抹茶飲んでからマラカス鳴らす

FC東京サポで鷹党のどうでしょう藩士による映画・アニメを中心とした感想ブログ

名画座ふたたび。今さら見てきた「リメンバー・ミー」感想

 どうも抹茶マラカス (@tea_rwB)です。

 今や遠い昔に思えますが、THE MUSIC DAYと題して名画座で見てきた「リメンバー・ミー」。いやー、ジブリやディズニー&ピクサー作品に向き合う決断をしたのが夏頃だったので春公開のコチラをスルーしていたわけですが、まあ見ておくべきなのは間違いないですよね…。といいながらも、実写は別だろ、とか思ってるのでくるみ割り人形は見に行かないと思います。

リメンバー・ミー (字幕版)

WATCHA3.5点

Filmarks3.4点

(以下ネタバレ有り)

 1.まずは短編。「アナと雪の女王/家族の思い出

WATCHA3.0点

Filmarks3.0点

 えー、まずはディズニー&ピクサー作品恒例の短編。
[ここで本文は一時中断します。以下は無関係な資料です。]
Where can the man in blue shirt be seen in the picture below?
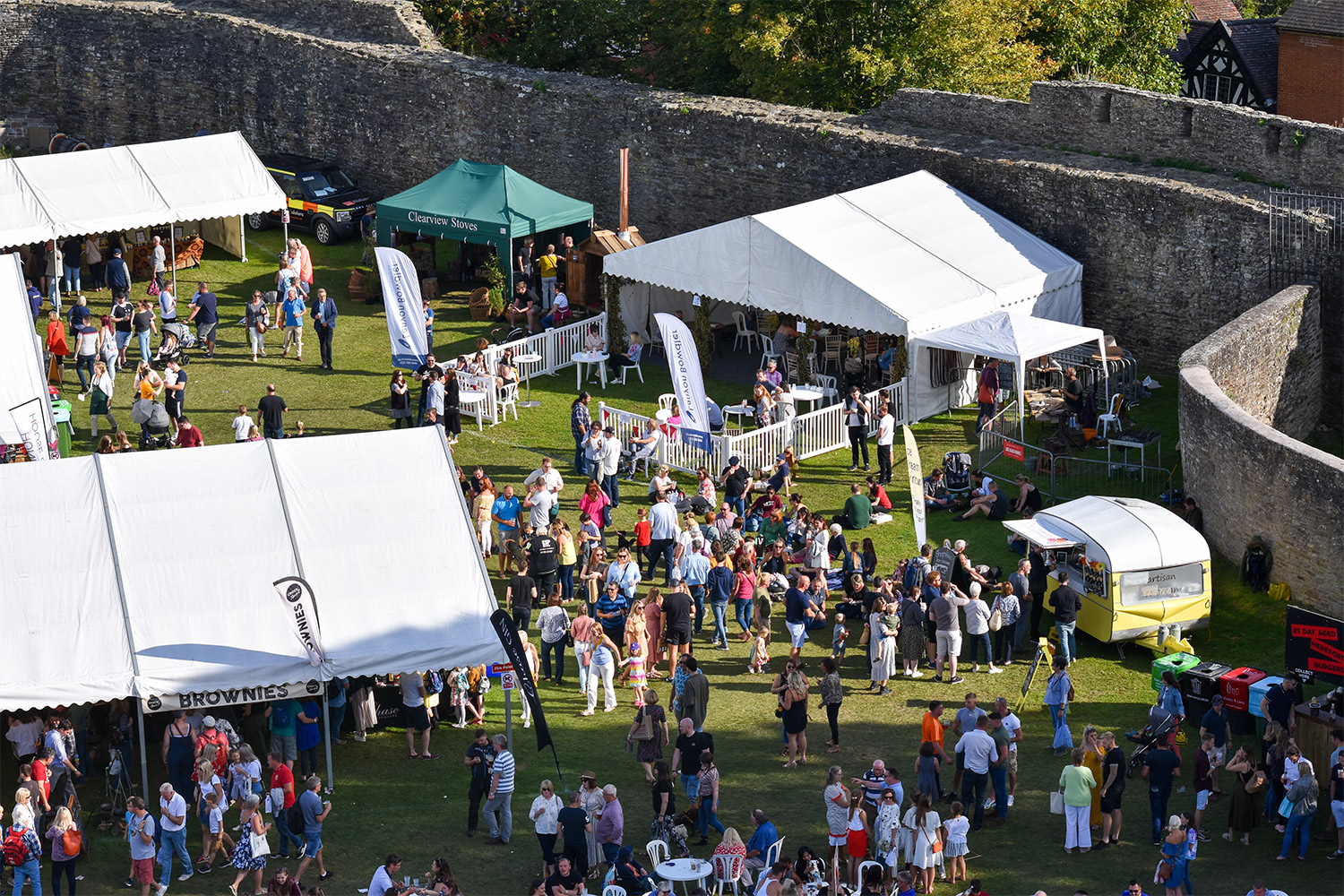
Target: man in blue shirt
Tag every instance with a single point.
(719, 584)
(798, 616)
(324, 322)
(761, 840)
(204, 311)
(295, 311)
(118, 276)
(695, 573)
(504, 512)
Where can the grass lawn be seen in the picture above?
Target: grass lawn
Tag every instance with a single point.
(384, 804)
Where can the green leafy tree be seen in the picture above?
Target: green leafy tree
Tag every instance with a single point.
(1116, 40)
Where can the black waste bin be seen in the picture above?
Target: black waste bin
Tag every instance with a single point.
(1198, 686)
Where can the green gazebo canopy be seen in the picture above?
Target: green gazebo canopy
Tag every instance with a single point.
(478, 203)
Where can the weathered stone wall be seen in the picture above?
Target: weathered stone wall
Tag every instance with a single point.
(1168, 255)
(1236, 387)
(1147, 128)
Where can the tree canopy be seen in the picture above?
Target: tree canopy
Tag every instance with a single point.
(844, 56)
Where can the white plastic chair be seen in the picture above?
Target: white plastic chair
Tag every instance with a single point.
(771, 855)
(828, 387)
(658, 852)
(1117, 401)
(728, 869)
(508, 398)
(742, 332)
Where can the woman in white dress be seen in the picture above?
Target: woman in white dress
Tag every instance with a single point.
(925, 825)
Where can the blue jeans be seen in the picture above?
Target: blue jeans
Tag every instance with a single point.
(30, 871)
(707, 818)
(287, 834)
(999, 778)
(1067, 640)
(558, 649)
(172, 842)
(1297, 826)
(1158, 798)
(973, 794)
(720, 626)
(1064, 737)
(698, 595)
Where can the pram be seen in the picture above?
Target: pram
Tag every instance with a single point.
(153, 424)
(177, 338)
(1159, 723)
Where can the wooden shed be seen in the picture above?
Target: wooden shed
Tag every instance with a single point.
(583, 265)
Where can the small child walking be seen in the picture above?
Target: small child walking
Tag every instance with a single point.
(838, 640)
(639, 676)
(957, 826)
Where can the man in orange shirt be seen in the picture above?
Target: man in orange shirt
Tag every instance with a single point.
(930, 729)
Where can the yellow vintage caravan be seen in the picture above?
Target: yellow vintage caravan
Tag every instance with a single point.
(1142, 571)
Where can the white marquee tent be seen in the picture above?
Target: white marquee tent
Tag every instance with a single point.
(115, 589)
(22, 375)
(902, 257)
(1011, 338)
(125, 187)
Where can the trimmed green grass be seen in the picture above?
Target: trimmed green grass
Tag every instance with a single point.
(386, 804)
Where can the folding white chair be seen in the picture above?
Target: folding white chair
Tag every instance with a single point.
(773, 853)
(739, 320)
(508, 398)
(658, 852)
(728, 869)
(828, 387)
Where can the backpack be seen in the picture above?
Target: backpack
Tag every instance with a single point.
(15, 850)
(916, 571)
(433, 681)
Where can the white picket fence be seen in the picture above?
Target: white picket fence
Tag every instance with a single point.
(556, 347)
(809, 435)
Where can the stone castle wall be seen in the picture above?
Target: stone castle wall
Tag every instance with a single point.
(1245, 394)
(1169, 255)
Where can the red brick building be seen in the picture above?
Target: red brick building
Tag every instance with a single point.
(1311, 62)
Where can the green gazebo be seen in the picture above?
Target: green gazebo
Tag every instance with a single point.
(481, 203)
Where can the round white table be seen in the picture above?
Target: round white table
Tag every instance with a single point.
(804, 394)
(685, 871)
(738, 411)
(526, 362)
(588, 358)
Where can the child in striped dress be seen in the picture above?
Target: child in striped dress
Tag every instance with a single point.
(634, 665)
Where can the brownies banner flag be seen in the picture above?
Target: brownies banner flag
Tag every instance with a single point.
(303, 611)
(405, 316)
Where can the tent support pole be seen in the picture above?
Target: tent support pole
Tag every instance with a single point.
(327, 737)
(144, 756)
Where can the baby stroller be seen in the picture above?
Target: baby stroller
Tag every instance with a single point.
(177, 338)
(1160, 723)
(153, 424)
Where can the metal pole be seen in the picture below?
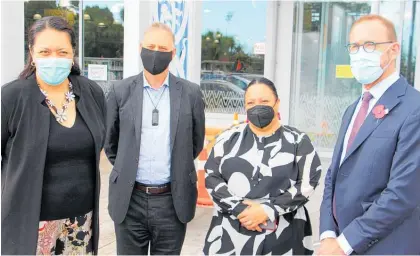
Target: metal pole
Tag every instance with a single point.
(81, 36)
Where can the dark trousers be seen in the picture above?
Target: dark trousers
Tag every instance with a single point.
(150, 218)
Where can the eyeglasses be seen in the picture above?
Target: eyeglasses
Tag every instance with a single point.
(367, 47)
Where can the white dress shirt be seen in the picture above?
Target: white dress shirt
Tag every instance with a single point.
(377, 91)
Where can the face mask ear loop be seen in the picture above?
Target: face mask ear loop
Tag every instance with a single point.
(389, 62)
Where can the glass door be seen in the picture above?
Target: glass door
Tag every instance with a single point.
(322, 84)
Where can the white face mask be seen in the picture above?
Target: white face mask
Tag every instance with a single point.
(366, 67)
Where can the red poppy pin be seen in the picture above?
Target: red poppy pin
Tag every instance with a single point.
(380, 111)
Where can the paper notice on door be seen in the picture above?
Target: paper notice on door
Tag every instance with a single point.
(343, 71)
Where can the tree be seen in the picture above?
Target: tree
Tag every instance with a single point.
(103, 38)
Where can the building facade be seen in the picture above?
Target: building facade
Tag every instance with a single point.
(223, 45)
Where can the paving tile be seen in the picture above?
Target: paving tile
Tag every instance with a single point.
(197, 228)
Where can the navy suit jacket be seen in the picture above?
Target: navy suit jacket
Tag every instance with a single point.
(377, 187)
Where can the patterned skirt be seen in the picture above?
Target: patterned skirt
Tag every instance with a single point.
(72, 236)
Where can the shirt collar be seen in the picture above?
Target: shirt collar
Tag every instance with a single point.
(378, 90)
(146, 84)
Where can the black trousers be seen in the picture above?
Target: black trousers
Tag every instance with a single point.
(150, 219)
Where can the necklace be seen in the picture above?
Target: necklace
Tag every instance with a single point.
(60, 114)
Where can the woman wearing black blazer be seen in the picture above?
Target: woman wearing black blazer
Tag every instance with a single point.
(52, 133)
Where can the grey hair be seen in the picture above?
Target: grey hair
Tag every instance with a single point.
(161, 26)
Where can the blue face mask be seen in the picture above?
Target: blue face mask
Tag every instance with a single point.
(53, 71)
(366, 67)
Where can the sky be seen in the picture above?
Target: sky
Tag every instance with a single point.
(248, 23)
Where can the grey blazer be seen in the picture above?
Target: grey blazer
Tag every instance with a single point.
(25, 126)
(122, 146)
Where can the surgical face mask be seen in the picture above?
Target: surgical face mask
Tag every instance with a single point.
(260, 115)
(366, 67)
(53, 71)
(155, 62)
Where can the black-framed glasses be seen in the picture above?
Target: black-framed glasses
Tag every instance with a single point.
(367, 47)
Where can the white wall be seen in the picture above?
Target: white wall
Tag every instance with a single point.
(137, 18)
(12, 40)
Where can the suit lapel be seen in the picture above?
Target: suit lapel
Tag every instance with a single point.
(84, 112)
(175, 92)
(137, 106)
(390, 100)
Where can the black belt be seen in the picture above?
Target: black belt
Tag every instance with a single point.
(153, 190)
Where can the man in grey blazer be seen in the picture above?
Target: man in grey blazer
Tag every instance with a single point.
(156, 128)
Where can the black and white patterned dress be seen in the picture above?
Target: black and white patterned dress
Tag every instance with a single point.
(279, 171)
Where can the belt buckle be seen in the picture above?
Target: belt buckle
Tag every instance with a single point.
(147, 190)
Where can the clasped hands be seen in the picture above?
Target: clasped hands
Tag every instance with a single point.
(330, 246)
(253, 216)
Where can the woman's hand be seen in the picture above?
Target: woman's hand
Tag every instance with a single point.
(253, 216)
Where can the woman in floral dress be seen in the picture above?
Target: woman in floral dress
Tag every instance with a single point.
(260, 176)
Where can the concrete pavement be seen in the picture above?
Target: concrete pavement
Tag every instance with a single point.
(197, 228)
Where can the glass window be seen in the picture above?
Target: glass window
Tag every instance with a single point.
(35, 10)
(103, 41)
(322, 84)
(232, 51)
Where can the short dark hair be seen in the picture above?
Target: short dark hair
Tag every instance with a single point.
(392, 34)
(52, 22)
(266, 82)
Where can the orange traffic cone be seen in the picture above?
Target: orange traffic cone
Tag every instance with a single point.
(204, 198)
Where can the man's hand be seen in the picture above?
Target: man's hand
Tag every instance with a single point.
(330, 246)
(253, 216)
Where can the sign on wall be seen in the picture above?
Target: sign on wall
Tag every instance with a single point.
(175, 14)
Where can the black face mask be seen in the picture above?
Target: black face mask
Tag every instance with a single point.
(155, 62)
(260, 115)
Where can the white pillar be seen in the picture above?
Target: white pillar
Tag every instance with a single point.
(137, 18)
(12, 40)
(194, 41)
(284, 47)
(271, 40)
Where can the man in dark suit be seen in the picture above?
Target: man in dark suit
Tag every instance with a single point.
(155, 131)
(371, 200)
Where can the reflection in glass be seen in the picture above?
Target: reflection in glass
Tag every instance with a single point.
(409, 39)
(103, 40)
(320, 91)
(232, 52)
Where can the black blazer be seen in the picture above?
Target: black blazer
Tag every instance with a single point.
(122, 146)
(25, 126)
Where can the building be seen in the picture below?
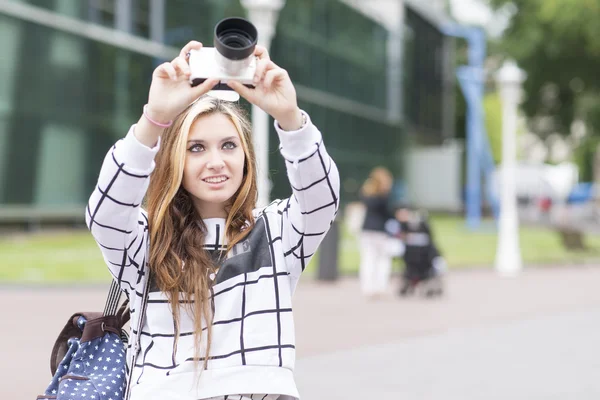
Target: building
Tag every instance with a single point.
(75, 74)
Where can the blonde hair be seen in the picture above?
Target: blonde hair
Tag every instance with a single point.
(176, 230)
(378, 183)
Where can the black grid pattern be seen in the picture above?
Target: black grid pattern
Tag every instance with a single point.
(252, 291)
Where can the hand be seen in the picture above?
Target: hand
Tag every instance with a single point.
(274, 92)
(171, 91)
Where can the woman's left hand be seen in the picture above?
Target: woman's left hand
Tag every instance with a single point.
(274, 92)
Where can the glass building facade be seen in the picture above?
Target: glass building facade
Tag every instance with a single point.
(74, 75)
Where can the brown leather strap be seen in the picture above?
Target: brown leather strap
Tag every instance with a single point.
(69, 330)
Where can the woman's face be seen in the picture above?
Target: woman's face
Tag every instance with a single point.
(214, 164)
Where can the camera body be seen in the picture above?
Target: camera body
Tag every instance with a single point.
(209, 63)
(232, 57)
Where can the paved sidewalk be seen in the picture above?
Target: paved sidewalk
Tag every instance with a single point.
(531, 337)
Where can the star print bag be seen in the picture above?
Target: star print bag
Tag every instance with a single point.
(88, 358)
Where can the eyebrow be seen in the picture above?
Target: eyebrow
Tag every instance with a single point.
(221, 141)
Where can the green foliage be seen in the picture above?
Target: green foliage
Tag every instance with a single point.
(493, 123)
(557, 42)
(72, 257)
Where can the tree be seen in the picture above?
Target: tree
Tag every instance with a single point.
(557, 42)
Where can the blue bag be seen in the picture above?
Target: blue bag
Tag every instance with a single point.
(88, 358)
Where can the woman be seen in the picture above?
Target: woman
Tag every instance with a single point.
(375, 257)
(218, 321)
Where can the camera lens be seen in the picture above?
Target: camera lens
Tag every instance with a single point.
(235, 38)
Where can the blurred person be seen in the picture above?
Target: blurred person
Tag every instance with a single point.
(424, 265)
(375, 257)
(218, 322)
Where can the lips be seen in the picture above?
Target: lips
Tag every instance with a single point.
(215, 179)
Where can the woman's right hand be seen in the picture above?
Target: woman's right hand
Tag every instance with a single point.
(170, 91)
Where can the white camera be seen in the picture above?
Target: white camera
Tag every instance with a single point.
(231, 58)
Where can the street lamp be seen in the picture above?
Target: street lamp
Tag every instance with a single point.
(508, 254)
(263, 14)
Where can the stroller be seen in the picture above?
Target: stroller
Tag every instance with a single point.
(424, 265)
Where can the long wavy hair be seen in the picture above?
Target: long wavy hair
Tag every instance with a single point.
(177, 232)
(378, 183)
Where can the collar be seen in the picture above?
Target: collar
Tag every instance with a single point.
(215, 233)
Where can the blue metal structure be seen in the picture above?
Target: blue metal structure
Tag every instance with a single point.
(479, 156)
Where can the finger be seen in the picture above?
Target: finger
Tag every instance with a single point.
(261, 52)
(242, 90)
(181, 66)
(193, 45)
(166, 70)
(205, 86)
(274, 75)
(261, 68)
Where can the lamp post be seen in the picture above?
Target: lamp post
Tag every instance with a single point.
(508, 254)
(263, 14)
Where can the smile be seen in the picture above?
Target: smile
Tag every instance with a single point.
(215, 179)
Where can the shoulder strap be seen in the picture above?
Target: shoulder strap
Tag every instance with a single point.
(112, 300)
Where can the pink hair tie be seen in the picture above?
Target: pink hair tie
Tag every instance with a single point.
(168, 124)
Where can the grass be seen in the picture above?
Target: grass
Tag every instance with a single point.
(73, 256)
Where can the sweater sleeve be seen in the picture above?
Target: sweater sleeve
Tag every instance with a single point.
(314, 178)
(114, 215)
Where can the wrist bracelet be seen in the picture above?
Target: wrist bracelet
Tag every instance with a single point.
(159, 124)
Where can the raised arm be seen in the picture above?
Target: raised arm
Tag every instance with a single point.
(309, 212)
(114, 214)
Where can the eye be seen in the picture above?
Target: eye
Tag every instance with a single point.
(229, 145)
(195, 148)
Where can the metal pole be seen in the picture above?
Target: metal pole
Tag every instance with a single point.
(508, 254)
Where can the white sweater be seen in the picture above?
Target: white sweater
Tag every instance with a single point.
(253, 347)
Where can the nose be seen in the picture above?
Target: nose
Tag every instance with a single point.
(215, 161)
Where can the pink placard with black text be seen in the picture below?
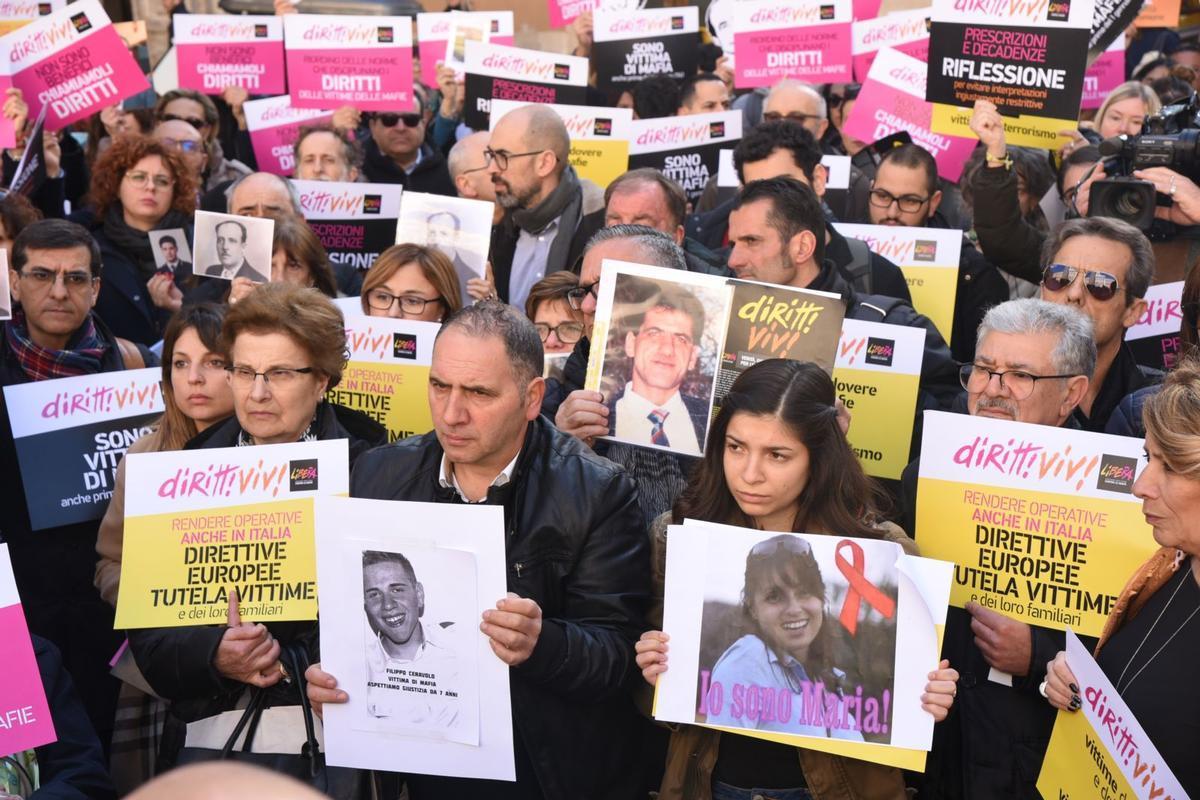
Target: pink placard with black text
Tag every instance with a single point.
(219, 50)
(274, 124)
(361, 61)
(433, 31)
(893, 98)
(808, 41)
(24, 714)
(72, 61)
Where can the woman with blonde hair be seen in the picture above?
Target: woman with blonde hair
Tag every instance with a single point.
(1149, 643)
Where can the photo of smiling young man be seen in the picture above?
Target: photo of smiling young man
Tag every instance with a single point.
(661, 384)
(413, 674)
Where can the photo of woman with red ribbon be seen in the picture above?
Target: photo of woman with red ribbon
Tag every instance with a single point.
(798, 630)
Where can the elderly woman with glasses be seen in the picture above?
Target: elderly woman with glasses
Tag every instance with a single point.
(138, 185)
(412, 282)
(283, 347)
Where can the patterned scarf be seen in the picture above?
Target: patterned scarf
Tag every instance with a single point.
(82, 356)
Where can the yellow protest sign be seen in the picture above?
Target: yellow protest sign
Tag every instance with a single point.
(388, 373)
(599, 137)
(1102, 751)
(929, 259)
(877, 374)
(1041, 522)
(202, 522)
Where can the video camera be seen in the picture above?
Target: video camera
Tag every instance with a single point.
(1171, 139)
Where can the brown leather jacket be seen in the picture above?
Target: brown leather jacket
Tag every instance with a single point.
(691, 753)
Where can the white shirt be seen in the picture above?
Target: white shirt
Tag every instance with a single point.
(529, 262)
(450, 481)
(634, 423)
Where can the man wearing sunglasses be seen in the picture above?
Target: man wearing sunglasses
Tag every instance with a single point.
(550, 211)
(1032, 364)
(905, 193)
(1102, 266)
(785, 149)
(396, 151)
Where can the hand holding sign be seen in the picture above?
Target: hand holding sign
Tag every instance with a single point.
(514, 629)
(247, 653)
(1006, 643)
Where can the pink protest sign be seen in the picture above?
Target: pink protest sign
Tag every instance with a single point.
(24, 714)
(904, 30)
(433, 31)
(1105, 74)
(72, 61)
(274, 124)
(807, 40)
(893, 98)
(361, 61)
(219, 50)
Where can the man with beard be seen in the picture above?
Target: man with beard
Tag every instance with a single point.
(550, 212)
(394, 601)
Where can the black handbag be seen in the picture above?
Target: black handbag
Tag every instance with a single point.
(309, 765)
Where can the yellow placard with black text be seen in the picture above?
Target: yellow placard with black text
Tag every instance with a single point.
(877, 376)
(388, 373)
(201, 523)
(1041, 522)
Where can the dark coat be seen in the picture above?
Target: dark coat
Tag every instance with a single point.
(178, 662)
(586, 563)
(124, 301)
(73, 768)
(430, 176)
(712, 229)
(54, 567)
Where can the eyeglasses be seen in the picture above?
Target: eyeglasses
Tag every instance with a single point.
(211, 365)
(72, 281)
(390, 120)
(567, 332)
(791, 116)
(502, 158)
(575, 296)
(279, 377)
(143, 179)
(183, 145)
(1102, 286)
(907, 203)
(1020, 384)
(382, 300)
(198, 124)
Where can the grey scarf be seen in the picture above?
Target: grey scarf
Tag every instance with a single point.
(565, 204)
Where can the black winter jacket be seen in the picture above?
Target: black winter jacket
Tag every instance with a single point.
(576, 546)
(178, 662)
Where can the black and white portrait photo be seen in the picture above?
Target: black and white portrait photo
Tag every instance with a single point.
(228, 246)
(172, 253)
(415, 665)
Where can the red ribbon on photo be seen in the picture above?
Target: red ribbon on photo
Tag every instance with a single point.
(859, 587)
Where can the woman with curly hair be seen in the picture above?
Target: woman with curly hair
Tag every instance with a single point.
(138, 186)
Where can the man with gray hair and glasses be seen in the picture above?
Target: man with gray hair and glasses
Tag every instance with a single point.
(579, 567)
(1033, 362)
(1102, 266)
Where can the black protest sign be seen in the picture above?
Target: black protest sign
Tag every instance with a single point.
(630, 46)
(71, 433)
(519, 74)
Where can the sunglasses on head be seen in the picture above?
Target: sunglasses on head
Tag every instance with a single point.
(1101, 286)
(390, 120)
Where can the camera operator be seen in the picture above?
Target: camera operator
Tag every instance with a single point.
(1005, 226)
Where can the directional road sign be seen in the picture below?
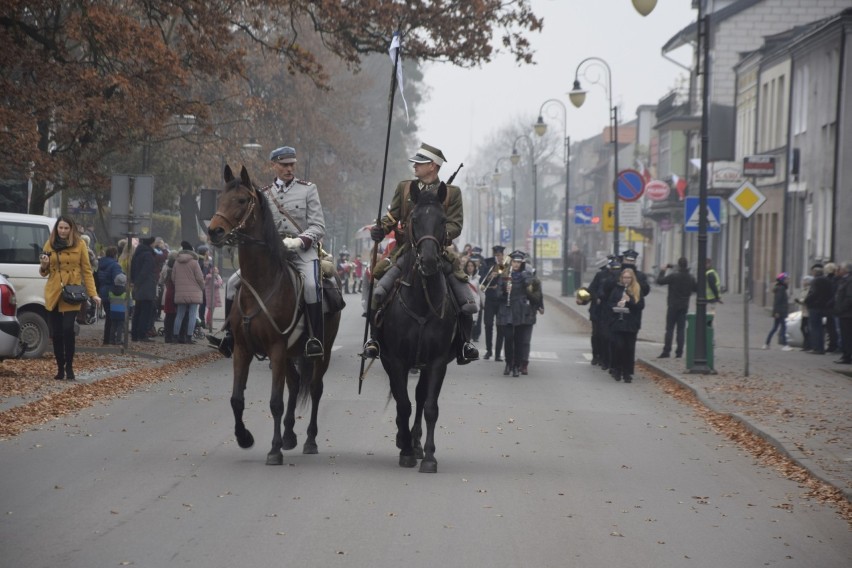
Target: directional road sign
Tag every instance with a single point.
(583, 214)
(714, 214)
(747, 199)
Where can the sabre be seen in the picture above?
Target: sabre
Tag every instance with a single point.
(374, 252)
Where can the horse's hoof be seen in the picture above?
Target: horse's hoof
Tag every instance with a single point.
(288, 441)
(245, 439)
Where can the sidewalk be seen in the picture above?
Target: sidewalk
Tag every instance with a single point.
(798, 402)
あまりに流行っていて1人なのにちゃんと見に行ったアナ雪の続編というか、スピンオフ。調べたら間にもう一本あるんですね。存在すら知らなかった実写「シンデレラ」と同時上映だったようで。

 まあ正直言ってつまらなかった、というのが正直なところ。春公開の映画でクリスマスの話してるのもズレを感じますし、それきっかけで我が家には伝統がない、と気づいたエルサとアナ。それはわかるんですが、それもこれから作っていけばいい、という結論にならずに、オラフが2人を昔からつないでいた伝統だったんだ、というオチは結局本当に伝統、家族の思い出が無い人を完全に置いていく内容でまるで共感できず。まあこの辺は本編にも共通してきますが。

 完全にアナとエルサの為に走り回るオラフが可愛い、というだけのキャラ萌え的文脈でしか楽しめなさそうなもので、正直アナ雪を見に来ているわけじゃないので苦痛でしたね。なんかもう何本か作ってから「Frozen;Short Film Collection」とかでやってほしいです。

2.「KUBO」に似てる…?

 本作の舞台はメキシコ。死者の日なる日に写真を祭壇に飾っておくと、あの世からこっちに来てくれる、なんていう実際にあるらしい風習が題材に。そんななか主人公のミゲルは一族から音楽をすっかり禁止されているけど音楽大好きという子。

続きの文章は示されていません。